The scene of the crime is in Müftü Raci Efendi Street. It’s handy for the Police Station, a brief stroll from the gracious yellow stone elegance of the Law Courts, turn right towards Sarayönü. The Crime Scene is in a gallery, ARUCAD Art Space, and thus we can conclude it is a crime committed in the name of art, an art crime. Alev Adil’s multimedia exhibition Crime Scene/ Olay Yeri is a reconstruction of a crime scene, comprised entirely of real and virtual artefacts.
Why are so many people of different ages and cultures all drawn so insistently to the murder mystery? The crime genre has been popular across different cultural contexts around the world, from high to low culture, from occident to orient: crime has fascinated literature, pulp fiction, cinema and television for over a century. Do we dream of solving the puzzle, like the detective, or of restoring order like the policeman? Do we see our own traumas and fears played out in the victim? Or do we fantasise seeking out revenge and transgression, like the criminal? Perhaps we are all of the above: the policeman, the victim, the accused? We choose our role, we play the game… and if it isn’t a game, well then, might it be art? Or life? Are they mutually exclusive?
The installation Crime Scene features a room, or a representation of bare life, a chair and a television. This is the detritus of an amor fati.

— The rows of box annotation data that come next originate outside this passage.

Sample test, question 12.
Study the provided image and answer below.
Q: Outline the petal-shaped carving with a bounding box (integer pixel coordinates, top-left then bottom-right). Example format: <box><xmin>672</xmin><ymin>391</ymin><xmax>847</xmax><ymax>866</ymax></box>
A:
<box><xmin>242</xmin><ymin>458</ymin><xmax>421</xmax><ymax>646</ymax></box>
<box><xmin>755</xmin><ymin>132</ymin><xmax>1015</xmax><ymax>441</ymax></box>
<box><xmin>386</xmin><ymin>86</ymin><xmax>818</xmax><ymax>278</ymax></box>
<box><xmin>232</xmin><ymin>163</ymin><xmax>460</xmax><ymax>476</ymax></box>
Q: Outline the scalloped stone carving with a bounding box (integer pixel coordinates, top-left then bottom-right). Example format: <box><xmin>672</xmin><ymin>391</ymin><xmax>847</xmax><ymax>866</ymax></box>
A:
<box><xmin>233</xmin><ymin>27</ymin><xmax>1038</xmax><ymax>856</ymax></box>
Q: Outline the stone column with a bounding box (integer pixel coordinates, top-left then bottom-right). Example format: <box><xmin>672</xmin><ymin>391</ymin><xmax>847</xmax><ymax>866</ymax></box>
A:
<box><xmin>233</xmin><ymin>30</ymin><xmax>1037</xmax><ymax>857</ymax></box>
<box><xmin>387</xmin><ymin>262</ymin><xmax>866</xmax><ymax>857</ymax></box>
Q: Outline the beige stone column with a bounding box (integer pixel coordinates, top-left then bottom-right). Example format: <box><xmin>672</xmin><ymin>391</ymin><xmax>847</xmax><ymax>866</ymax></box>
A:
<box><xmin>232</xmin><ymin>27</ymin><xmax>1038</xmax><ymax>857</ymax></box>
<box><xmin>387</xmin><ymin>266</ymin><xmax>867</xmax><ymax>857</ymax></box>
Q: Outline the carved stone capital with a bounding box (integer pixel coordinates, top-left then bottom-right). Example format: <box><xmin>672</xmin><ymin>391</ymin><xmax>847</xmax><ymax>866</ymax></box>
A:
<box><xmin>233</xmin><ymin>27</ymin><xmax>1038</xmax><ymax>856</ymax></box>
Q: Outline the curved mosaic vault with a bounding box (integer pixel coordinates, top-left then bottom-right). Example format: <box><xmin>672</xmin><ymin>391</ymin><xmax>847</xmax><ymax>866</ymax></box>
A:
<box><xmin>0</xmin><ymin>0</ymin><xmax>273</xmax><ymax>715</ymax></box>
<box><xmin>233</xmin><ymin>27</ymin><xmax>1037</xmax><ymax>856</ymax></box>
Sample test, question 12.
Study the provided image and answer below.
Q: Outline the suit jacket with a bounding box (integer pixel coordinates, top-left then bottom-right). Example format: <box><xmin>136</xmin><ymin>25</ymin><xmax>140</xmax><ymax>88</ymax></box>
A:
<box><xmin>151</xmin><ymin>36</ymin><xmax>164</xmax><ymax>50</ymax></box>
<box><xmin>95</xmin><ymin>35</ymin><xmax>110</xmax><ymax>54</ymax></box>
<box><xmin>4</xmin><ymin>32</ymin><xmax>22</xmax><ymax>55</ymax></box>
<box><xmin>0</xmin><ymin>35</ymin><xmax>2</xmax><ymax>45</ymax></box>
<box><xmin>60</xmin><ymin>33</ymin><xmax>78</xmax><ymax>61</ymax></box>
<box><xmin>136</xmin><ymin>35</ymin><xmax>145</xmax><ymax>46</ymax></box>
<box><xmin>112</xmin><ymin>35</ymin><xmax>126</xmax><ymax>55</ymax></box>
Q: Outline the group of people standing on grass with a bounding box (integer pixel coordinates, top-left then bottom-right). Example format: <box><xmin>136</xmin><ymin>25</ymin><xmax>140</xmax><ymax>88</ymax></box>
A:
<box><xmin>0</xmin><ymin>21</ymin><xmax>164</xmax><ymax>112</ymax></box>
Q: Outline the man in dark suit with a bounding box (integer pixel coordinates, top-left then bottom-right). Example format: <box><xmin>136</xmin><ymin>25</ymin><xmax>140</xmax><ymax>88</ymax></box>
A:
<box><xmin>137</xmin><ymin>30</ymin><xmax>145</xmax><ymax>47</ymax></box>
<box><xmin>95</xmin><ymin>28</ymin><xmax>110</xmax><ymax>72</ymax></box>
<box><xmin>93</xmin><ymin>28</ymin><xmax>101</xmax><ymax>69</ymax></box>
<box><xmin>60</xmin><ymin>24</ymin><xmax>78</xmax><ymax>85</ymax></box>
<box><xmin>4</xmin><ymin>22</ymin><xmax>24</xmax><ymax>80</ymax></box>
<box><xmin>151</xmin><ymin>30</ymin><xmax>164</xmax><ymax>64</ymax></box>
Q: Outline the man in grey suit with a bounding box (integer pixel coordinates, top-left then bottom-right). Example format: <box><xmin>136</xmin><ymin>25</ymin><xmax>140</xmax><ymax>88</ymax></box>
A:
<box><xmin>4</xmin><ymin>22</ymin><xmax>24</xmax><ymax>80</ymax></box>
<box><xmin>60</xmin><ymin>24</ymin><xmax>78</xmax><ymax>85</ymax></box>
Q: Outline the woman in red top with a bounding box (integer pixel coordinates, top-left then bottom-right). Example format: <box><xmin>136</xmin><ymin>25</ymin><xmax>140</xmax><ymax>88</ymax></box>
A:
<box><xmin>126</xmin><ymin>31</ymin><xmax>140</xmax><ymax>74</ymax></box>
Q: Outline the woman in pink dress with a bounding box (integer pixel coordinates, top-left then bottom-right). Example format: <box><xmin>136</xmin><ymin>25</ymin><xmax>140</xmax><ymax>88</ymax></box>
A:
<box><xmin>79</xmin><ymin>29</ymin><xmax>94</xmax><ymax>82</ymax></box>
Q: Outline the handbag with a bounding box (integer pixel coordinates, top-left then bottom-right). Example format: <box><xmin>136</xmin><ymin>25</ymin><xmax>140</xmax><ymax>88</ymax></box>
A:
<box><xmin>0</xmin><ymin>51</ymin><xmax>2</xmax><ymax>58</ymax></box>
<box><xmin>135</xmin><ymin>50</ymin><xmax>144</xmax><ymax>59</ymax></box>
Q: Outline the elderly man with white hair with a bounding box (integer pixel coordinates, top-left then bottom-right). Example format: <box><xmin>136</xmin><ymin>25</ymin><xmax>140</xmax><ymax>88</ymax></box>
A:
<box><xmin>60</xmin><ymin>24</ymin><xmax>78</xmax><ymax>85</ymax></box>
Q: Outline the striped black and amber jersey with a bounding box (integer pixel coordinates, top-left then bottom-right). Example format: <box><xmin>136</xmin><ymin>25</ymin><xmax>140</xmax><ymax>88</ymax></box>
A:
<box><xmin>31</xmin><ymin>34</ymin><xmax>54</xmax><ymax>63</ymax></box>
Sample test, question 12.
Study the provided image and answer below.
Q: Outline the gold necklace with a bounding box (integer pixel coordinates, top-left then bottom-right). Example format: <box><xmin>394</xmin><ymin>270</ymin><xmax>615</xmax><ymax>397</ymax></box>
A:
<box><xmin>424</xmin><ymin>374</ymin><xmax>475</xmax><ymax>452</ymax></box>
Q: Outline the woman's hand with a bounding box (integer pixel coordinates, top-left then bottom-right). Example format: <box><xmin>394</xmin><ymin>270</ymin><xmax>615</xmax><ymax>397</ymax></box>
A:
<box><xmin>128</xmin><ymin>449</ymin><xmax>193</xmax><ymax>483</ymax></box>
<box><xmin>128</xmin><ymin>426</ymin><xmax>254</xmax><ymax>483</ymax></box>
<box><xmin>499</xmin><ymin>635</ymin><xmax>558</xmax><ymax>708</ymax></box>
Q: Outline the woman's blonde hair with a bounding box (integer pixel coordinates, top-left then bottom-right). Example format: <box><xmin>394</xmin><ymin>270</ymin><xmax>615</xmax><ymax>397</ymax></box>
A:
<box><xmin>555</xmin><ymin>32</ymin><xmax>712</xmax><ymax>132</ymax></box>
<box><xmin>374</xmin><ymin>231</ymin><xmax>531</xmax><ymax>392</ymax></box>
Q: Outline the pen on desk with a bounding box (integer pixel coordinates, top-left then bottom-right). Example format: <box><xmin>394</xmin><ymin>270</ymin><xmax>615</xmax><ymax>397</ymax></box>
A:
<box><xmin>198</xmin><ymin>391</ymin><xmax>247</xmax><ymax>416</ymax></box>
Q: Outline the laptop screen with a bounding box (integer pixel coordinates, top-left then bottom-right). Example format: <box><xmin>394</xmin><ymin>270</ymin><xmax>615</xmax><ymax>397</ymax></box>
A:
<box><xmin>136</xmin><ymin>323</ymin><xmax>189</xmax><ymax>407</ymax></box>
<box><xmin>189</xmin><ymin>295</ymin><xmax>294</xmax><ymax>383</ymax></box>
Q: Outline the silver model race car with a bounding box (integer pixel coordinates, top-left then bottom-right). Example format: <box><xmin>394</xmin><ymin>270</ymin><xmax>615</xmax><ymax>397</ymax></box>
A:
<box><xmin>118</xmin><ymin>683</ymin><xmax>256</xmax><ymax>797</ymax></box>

The television is playing the film Towards the Meaning of Nowhere (Trieste, 2016. 2.54 minutes looped). There seems to have been a murder. There is a stain. Is it a work of art? There is discarded underwear, shoes, there are fragments of a real life, which might serve as clues.
The objects on display in Evidence are mixture of personal detritus that become both mysterious and ritualistic through their juxtaposition and relationship to each other. The installation Interrogating the Object recounts the crime in still images, creating a narrative through an analogue slide show of 80 images, stills from webcams, childhood photographs, images with an eclectic and promiscuous range of cultural allusions from Chris Marker to Disney, Columbo to Robbe Grillet. The audio piece that accompanies the slide show uses poetry and pushes language to create a soundtrack for the crime scene.
Adil’s still digital collages engage with the varying visual vocabulary of different media, ranging from an aesthetics of pixellation and digital breakdown through a mise en abyme of digital surveillance to the postcard, street art and a magical fairy tale mirror. The images are arranged in ditychs and triptychs that allude to different kinds of stories and different ways of telling. The stories they tell are about war crimes, crimes of the heart, mythic and modern crimes.
Crime Scene is as personal as it is conceptual. The artist invites you to interrogate the objects and images gathered here, to read them as autobiography, because they are pieces and moments of her life. Or you can see the installation as an archive, a physical manifestation of the moment of query, of interrogating the artist’s imagined world through the artefacts of its construction. The subject is as fictive as she is real. She is yours to (re)create, and (re)arrange.
Alev Adil is a poet and performance artist, with a PhD in Multimedia Poetics and Expanded Life Writing from Central Saint Martins, University of the Arts. She has performed and exhibited internationally from Finland to Azerbaijan.
The exhibition can be visited at ARUCAD Art Space on Müftü Raci Efendi Street behind Nicosia Saray Hotel between 13.30-17.30 on weekdays and 10.00-13.30 on Saturdays until 1th of July 2019.